Sobani ite means to walk on. And to walk on means to oh well, go forward. Any song that uses that phrase always tugs at my heartstrings because it is something I know I cannot do, and need to learn how to. It doesn't sound all that difficult to move forward, but somehow I think the burden's too heavy. Yes I do need to learn how to let go of stuff.
Over the past week I've been thinking a lot about stuff. By rights this blog should have been updated many many times but I have decided to consolidate all those random thoughts in just one entry. *Joy joy* What delight to find that I am applying comprehension skills in daily life.

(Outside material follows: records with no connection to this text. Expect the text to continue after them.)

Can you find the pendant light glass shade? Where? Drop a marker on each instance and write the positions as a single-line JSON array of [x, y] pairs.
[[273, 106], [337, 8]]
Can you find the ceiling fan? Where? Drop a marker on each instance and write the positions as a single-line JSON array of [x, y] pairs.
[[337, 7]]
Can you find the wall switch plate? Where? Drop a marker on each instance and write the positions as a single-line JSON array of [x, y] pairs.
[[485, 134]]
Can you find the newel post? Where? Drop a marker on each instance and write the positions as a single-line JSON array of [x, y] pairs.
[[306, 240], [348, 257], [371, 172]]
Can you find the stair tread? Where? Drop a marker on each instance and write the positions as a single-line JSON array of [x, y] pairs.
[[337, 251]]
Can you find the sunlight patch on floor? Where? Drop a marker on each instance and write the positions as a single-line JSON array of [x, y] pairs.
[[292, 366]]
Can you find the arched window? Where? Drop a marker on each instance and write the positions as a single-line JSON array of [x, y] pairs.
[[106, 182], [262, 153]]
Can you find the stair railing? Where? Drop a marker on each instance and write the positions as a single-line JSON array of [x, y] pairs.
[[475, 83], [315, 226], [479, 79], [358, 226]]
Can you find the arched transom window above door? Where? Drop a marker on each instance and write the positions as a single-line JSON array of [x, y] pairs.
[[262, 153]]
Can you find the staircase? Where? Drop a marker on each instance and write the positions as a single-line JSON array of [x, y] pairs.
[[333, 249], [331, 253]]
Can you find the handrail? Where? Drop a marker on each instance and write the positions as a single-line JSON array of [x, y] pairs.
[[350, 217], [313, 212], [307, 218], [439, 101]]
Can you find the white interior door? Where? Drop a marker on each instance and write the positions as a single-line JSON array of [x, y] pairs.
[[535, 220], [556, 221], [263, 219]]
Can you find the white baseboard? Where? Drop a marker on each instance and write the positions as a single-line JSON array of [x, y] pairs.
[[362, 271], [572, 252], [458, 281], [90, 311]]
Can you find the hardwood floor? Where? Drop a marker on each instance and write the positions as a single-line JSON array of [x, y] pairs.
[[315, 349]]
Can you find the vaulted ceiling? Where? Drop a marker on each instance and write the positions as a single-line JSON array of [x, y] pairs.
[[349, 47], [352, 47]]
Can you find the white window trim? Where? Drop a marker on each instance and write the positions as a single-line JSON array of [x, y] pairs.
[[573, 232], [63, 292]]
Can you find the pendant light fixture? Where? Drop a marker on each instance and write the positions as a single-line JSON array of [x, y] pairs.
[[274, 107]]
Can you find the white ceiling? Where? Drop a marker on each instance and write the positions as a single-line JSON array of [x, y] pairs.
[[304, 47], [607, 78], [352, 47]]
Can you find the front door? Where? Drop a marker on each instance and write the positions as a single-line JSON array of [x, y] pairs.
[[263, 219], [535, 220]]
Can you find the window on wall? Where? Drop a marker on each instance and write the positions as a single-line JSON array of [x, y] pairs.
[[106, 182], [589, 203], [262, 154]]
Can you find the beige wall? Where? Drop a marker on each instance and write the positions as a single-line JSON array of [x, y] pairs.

I should stop treating my friends like punching bags. Whenever I'm feeling down in school it seems like I get so self-absorbed that I start to treat the people around me like they're non-existent or something. I get all attitudal and I don't think I wanna be around me when I'm having a rough patch. All my friends are super nice people and I don't think they deserve to be treated the way they are just because I'm having a bad time.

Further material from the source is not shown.